[11-19]Efficient Detection of Emergency Event from Moving Object Data Streams
Date:2013-11-14
Title:Efficient Detection of Emergency Event from Moving Object Data Streams
Speaker:Limin Guo
Time:10:00-11:00, November 19th, 2013, Tuesday
Venue: Lecture Room No. 334, 3rd Floor, Building #5, Institute of Software, Chinese Academy of Sciences.

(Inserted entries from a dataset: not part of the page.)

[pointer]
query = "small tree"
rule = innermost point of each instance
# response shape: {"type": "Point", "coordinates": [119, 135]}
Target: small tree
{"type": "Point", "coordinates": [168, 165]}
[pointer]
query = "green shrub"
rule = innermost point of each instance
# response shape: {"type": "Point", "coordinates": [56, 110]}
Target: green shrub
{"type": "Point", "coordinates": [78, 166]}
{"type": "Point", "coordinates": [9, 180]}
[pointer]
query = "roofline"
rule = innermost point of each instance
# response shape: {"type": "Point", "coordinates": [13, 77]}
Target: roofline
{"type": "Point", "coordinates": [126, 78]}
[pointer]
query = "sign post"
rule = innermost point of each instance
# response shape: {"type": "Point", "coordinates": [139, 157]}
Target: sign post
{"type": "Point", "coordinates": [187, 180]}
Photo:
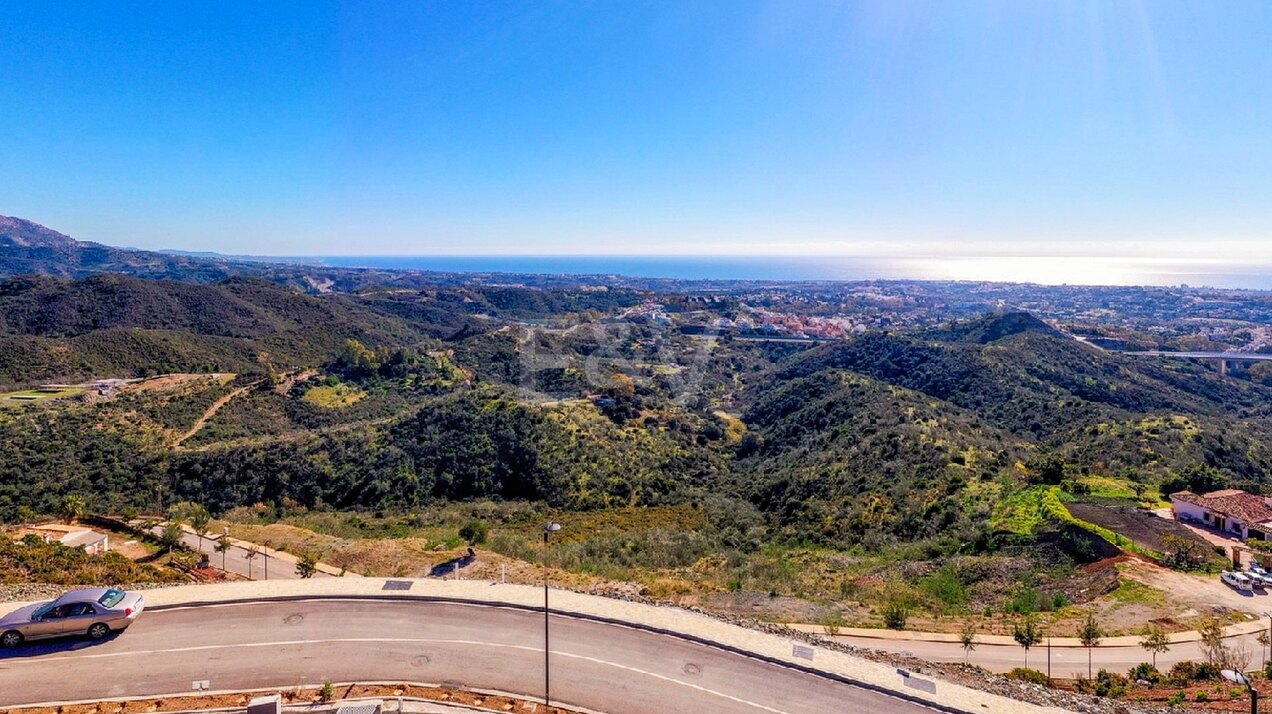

Abstract:The advance of positioning technology enables us to online collect moving object data streams for many applications. One of the most significant applications is to detect emergency event through observed abnormal behavior of objects for disaster prediction. However, the continuously generated moving object data streams are often accumulated to a massive dataset in a few seconds and thus challenge existing data analysis techniques. In this talk, we model a process of emergency event forming as a process of rolling a snowball, that is, we compare a size-rapidly-changed group of moving objects to a snowball. Thus, the problem of emergency event detection can be resovled by snowball discovery. Then, we will present a new moving object pattern—snowball. Further we will study the discovery of snowballs and present two novel algorithms.
Biography: Dr. Limin Guo is an assistant professor in Institute of Software Chinese Academy of Sciences. Her research interests include database research and implementation, data mining on moving objects.